While this allows new customers to buy Bitcoin and altcoins at a price not seen in more than a year — Bitcoin is currently at $3,979, a low that hasn’t been seen since September 2017 — coin holders, exchanges, and miners have lost millions. The market has been bullied by both internal and external forces that leave the future of cryptocurrency up for grabs.

Institutions Jumping on the Crypto Bandwagon

KPMG, a large financial adversary company, conducted a lengthy report on the need for institutions to enter the cryptocurrency market in order for digital currency to thrive. They address the core problems of scalability, uniformity, and practicality when it comes to many altcoins. Institutions like banks, payment gateways, and fintech companies bring to the forefront solutions to regulatory compliances and taxation. And while this provides more safety to its users, there is a fine line to protect the original decentralization of cryptocurrency.

We now see the implementation of institutionalization in the cryptocurrency market with large companies like Goldman Sachs creating their own crypto products and resources. Other financial institutions like ICE (Intercontinental Exchange) owned by the New York Stock Exchange will be launching Bitcoin-backed contacts in mid-December this year just in time for a predicted bull-run.

Manipulation and Disagreements

Bloomberg released a report early this month covering the U.S. Justice Department investigation in the market manipulation of the stable coin tether and the cryptocurrency exchange Bitfinex. This led to the inflated price of Bitcoin and other digital currency last winter. More recently and unintentionally is the hash wars continuing between the split of Bitcoin Cash into two new forks, leaving investors and exchanges confused. Both occurrences have put a dent in the reliability of the cryptocurrency market.

Coincidentally, just as crypto seems to be busting, institutions seem to be ready to pick up the pieces and for a bargain. One has to wonder if this is all a coincidence at all.

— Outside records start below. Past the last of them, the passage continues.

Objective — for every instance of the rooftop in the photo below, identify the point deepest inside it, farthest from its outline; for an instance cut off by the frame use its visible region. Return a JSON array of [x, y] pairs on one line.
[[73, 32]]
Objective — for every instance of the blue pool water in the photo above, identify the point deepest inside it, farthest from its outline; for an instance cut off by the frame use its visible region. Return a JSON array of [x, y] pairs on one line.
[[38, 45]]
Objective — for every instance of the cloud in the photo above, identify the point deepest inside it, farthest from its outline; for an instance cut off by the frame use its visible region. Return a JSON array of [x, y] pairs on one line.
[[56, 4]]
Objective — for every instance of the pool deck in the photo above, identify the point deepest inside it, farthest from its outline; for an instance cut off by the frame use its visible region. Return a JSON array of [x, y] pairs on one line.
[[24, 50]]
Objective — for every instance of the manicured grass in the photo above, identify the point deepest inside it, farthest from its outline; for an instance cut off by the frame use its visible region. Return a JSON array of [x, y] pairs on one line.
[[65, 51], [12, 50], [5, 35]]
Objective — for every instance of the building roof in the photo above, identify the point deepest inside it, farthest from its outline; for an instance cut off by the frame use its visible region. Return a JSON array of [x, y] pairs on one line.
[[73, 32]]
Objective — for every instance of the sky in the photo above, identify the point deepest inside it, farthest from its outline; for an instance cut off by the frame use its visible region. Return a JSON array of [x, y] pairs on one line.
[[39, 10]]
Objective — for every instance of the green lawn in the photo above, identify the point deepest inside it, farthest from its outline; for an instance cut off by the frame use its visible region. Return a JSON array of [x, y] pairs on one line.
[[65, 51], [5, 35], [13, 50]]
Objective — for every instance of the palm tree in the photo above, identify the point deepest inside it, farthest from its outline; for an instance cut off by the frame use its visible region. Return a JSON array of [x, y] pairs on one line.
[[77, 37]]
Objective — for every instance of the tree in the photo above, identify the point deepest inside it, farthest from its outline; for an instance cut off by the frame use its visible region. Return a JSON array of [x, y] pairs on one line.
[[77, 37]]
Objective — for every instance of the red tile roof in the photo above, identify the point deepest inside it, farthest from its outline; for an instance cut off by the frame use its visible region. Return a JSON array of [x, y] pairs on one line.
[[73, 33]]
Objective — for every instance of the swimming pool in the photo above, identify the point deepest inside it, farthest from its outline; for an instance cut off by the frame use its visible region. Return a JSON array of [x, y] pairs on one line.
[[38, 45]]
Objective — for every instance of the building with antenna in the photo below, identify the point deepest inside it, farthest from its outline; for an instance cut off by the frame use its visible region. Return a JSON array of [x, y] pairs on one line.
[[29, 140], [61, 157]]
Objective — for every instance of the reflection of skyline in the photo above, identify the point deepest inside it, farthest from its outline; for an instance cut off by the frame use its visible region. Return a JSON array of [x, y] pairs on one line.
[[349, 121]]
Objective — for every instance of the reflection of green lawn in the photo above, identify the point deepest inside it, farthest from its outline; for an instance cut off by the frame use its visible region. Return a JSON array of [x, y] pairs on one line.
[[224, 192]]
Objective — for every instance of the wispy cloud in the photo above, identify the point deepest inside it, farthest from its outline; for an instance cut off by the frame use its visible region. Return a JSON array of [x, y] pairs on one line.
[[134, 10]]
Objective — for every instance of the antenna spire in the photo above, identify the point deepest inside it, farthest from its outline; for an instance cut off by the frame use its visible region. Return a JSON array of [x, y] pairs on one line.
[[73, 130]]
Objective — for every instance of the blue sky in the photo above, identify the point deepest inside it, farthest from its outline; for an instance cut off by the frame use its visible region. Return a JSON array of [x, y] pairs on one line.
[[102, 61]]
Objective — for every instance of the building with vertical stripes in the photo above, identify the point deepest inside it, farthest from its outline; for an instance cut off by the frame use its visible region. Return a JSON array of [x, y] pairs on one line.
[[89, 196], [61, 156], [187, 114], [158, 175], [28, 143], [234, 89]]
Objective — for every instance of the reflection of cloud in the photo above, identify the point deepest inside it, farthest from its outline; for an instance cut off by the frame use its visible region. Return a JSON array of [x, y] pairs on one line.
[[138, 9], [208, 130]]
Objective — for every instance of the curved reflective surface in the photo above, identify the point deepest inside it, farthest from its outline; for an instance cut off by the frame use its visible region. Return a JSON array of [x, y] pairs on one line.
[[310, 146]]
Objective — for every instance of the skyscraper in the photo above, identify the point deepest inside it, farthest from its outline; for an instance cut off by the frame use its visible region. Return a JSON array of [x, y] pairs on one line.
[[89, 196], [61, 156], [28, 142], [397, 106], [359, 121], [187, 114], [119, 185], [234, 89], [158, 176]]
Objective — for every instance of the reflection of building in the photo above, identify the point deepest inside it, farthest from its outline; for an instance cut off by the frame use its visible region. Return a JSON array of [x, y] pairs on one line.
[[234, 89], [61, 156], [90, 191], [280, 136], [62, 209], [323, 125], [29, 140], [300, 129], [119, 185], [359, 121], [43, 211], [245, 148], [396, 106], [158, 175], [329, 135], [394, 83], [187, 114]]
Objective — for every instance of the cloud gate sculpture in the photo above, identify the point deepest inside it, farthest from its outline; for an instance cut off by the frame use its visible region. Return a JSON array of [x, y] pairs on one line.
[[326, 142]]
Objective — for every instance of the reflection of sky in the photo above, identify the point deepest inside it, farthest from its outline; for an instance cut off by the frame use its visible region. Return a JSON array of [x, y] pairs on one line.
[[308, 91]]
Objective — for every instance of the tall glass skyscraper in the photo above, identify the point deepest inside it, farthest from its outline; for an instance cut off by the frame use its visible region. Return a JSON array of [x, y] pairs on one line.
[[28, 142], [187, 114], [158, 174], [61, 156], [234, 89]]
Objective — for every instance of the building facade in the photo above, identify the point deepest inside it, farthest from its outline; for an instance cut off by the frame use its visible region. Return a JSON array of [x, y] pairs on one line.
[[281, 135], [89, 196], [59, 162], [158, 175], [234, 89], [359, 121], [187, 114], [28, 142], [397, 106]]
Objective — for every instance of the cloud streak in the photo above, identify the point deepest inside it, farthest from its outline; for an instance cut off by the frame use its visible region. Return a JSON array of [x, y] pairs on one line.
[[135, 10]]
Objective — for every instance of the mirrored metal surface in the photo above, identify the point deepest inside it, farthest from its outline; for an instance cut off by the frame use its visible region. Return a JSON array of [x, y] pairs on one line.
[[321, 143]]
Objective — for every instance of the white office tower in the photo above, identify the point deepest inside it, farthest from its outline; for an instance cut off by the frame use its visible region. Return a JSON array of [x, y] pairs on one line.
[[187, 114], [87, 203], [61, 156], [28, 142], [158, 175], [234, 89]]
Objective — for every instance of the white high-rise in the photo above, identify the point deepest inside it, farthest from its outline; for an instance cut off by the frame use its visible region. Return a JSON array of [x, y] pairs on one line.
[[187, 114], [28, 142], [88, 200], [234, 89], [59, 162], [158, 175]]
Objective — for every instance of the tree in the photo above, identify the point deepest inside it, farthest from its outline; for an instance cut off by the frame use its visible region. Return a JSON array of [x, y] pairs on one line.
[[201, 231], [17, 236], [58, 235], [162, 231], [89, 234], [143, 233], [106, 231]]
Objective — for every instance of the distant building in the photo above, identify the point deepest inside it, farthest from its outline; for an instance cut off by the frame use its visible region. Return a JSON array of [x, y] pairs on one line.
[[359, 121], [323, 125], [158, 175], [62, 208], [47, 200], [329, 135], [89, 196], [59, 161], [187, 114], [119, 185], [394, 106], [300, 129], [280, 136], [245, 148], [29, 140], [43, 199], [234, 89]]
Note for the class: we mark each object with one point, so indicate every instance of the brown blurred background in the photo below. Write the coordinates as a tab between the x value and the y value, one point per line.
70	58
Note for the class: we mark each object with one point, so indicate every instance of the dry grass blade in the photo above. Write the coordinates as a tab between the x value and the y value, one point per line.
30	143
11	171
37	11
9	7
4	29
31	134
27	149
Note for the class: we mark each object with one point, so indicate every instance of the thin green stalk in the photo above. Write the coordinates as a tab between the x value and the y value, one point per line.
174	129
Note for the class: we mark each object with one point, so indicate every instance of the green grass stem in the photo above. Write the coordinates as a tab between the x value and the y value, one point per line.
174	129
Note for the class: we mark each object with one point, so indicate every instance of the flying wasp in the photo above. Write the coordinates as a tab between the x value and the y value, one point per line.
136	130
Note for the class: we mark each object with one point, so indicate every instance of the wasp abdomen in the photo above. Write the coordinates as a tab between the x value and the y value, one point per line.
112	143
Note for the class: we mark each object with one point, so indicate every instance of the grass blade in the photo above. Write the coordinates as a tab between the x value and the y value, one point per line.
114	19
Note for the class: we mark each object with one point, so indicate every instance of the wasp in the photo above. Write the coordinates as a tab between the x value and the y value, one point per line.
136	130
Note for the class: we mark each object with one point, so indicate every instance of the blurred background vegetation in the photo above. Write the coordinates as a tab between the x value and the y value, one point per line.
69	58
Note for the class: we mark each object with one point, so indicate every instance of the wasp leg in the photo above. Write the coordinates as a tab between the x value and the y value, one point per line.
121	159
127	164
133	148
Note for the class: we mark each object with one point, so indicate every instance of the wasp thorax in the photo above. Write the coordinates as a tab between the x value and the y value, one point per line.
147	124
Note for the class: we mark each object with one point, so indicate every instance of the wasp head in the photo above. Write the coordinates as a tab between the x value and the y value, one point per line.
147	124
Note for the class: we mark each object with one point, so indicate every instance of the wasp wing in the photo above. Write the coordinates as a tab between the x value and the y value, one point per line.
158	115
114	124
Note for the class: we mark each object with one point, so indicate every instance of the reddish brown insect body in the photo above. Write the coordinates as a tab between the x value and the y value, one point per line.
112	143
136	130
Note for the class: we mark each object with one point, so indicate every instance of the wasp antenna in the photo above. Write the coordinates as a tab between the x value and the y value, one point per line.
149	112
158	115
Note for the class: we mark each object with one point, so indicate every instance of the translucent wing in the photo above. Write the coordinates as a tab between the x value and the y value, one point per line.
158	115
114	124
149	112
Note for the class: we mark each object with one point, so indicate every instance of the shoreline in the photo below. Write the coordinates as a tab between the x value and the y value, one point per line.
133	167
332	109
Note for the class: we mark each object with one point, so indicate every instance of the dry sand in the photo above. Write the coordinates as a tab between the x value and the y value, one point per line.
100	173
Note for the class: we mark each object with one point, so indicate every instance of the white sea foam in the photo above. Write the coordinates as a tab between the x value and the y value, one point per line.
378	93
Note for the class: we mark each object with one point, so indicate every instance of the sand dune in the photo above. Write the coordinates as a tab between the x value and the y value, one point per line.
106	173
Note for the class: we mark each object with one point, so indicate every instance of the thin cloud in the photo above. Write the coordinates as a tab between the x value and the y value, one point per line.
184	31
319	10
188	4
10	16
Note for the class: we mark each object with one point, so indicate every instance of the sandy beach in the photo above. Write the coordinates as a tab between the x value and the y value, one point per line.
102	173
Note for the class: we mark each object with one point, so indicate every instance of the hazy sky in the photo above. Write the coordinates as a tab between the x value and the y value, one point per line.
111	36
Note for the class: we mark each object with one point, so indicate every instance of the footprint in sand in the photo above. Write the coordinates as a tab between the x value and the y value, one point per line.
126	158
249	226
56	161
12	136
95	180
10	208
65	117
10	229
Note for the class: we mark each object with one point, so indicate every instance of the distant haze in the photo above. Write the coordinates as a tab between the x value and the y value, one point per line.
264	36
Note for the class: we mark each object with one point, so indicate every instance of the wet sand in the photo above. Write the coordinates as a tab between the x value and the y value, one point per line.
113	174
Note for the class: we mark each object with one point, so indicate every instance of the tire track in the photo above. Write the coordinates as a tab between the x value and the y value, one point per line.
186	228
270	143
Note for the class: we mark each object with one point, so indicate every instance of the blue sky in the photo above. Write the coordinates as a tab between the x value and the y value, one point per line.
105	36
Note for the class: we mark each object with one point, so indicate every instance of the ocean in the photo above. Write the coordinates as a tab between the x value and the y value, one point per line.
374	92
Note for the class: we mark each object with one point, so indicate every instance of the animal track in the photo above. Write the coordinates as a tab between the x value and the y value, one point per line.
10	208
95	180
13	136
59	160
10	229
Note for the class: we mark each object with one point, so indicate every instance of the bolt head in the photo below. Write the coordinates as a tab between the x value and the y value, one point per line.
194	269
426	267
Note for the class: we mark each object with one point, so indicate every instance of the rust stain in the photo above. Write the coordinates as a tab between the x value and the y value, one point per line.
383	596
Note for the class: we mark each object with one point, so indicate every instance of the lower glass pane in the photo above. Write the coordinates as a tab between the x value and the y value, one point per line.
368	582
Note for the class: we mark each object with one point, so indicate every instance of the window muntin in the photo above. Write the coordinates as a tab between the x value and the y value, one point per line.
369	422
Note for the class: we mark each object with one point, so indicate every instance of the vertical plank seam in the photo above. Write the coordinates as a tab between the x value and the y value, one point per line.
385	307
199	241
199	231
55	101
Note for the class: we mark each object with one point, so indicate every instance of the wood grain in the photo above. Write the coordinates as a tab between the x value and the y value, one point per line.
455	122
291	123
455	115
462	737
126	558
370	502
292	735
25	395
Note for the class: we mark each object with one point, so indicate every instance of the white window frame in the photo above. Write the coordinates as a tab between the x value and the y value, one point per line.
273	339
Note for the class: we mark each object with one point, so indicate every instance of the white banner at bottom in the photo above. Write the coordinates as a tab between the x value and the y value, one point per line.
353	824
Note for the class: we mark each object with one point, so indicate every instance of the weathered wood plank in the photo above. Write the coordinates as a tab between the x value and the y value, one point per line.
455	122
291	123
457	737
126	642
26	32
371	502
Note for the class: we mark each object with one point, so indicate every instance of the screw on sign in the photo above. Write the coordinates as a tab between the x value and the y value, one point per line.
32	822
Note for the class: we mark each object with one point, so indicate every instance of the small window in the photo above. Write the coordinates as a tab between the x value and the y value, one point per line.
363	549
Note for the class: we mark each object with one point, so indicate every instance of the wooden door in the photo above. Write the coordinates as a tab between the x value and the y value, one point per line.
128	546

A Chance for Mainstream Crypto

While this seems like the dark ages of cryptocurrency, a renaissance is about to occur where digital currency could be a household name. Although the market is unstable right now, the infiltration of institutions into the world of crypto could be just what it needs to boom. Spreading the distribution of large currencies like Bitcoin will remove the manipulation of whales who hold the majority of coins. It also may eventually lead to an ETF approval by the Security Exchange Commission (SEC), which would regulate the market even further.

It will be interesting to see how much authenticity remains in cryptocurrency as it becomes more and more a corporate and government entity.